Der Deutsche Handballbund hat in den vergangenen beiden Wochen mit Spielkommission 3. Liga und Jugendspielausschuss alle Vereine in die Situationsanalyse eingebunden, mit den zuständigen Gremien unter anderem spieltechnische Szenarien entwickelt und als maßgeblichen rechtlichen Rahmen auch die Corona-Schutzverordnungen der Bundesländer ausgewertet. Von insgesamt 131 Mannschaften der 3. Liga (72 Männer, 59 Frauen) haben derzeit ein Drittel keine Erlaubnis, weiter zu trainieren. Etwa die Hälfte dürfte den Spielbetrieb auch ohne Zuschauer nicht aufnehmen. Insgesamt ergibt sich für die 3. Liga ein heterogenes Bild, auch was die Einordnung als Amateur- oder Profisport betrifft. Ähnlich ist die Ausgangslage für die JBLH, in der 40 männliche und nach absolvierter Vorrunde 16 weibliche Nachwuchsteams aktiv sind.

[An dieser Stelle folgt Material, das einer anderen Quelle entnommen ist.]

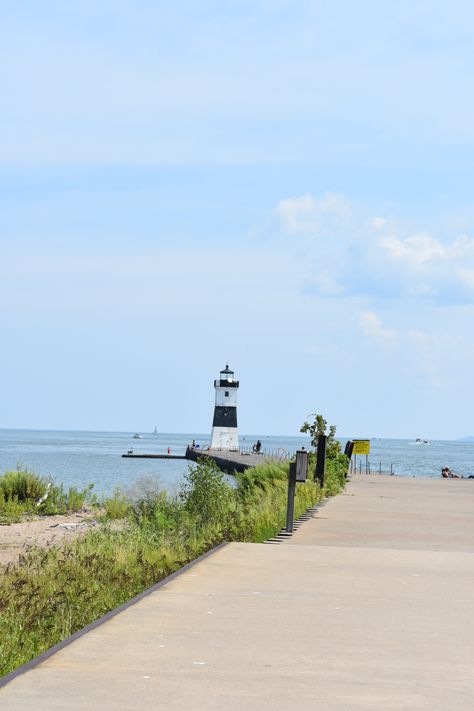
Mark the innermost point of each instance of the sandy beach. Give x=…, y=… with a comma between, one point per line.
x=42, y=531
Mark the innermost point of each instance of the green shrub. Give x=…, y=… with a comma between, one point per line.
x=205, y=493
x=23, y=485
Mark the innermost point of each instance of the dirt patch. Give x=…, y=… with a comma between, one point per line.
x=42, y=531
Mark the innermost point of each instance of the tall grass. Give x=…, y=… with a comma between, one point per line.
x=54, y=592
x=24, y=493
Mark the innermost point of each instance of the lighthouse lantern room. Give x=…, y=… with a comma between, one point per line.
x=224, y=425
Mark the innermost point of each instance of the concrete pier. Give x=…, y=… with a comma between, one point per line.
x=366, y=606
x=225, y=460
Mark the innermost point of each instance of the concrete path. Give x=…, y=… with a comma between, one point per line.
x=368, y=606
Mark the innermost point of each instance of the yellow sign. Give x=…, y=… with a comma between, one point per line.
x=361, y=446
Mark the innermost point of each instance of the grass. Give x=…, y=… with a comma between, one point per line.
x=24, y=493
x=54, y=592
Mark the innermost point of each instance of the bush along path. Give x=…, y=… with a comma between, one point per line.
x=54, y=592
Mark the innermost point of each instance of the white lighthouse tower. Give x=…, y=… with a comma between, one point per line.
x=224, y=425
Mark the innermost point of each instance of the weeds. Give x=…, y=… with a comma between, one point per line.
x=54, y=592
x=23, y=493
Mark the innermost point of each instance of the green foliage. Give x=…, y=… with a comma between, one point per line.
x=319, y=427
x=206, y=495
x=116, y=506
x=54, y=592
x=24, y=493
x=23, y=486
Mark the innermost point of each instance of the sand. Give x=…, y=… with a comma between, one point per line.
x=42, y=531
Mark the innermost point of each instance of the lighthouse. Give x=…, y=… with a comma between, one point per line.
x=224, y=425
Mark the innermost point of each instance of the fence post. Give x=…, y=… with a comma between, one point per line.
x=321, y=460
x=290, y=509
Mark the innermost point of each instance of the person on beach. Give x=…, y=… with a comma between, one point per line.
x=446, y=473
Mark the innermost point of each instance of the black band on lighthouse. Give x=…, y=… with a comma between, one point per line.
x=225, y=416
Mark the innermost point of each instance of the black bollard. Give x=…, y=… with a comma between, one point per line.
x=320, y=474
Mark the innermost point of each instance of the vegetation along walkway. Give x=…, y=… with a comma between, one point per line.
x=368, y=605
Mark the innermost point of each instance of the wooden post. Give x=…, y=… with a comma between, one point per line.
x=290, y=509
x=321, y=460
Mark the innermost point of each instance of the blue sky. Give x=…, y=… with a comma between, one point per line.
x=284, y=186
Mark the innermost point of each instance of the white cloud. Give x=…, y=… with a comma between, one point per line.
x=378, y=222
x=467, y=277
x=307, y=213
x=327, y=284
x=415, y=250
x=371, y=325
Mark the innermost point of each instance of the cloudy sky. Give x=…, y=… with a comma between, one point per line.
x=283, y=186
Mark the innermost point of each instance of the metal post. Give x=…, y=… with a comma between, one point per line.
x=290, y=509
x=321, y=460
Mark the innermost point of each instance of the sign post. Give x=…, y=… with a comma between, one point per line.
x=298, y=472
x=321, y=460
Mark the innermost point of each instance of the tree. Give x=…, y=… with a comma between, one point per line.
x=319, y=427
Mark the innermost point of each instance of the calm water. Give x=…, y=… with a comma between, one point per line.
x=80, y=458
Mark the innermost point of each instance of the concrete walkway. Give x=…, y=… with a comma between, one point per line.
x=368, y=606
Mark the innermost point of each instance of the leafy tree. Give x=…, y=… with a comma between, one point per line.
x=319, y=427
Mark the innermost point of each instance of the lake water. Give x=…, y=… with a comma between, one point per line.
x=80, y=458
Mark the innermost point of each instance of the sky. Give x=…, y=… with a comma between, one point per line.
x=282, y=186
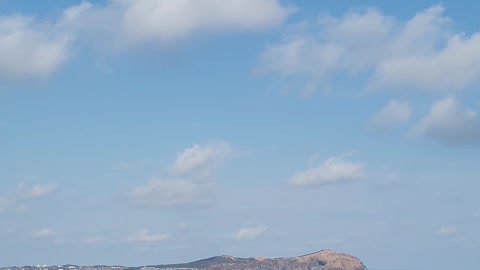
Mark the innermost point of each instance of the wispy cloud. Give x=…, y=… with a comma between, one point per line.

Deutscher Handballbund, Spielkommission 3. Liga und Jugendspielausschuss werden in den kommenden Wochen weiter beraten, wie die Saison 2020/21 fortgesetzt werden kann, welches Testkonzept gegebenenfalls zum Einsatz kommen könnte, wo und in welchem Umfang Publikum ermöglicht werden kann sowie welche Anpassungen des Modus gegebenenfalls erforderlich sind.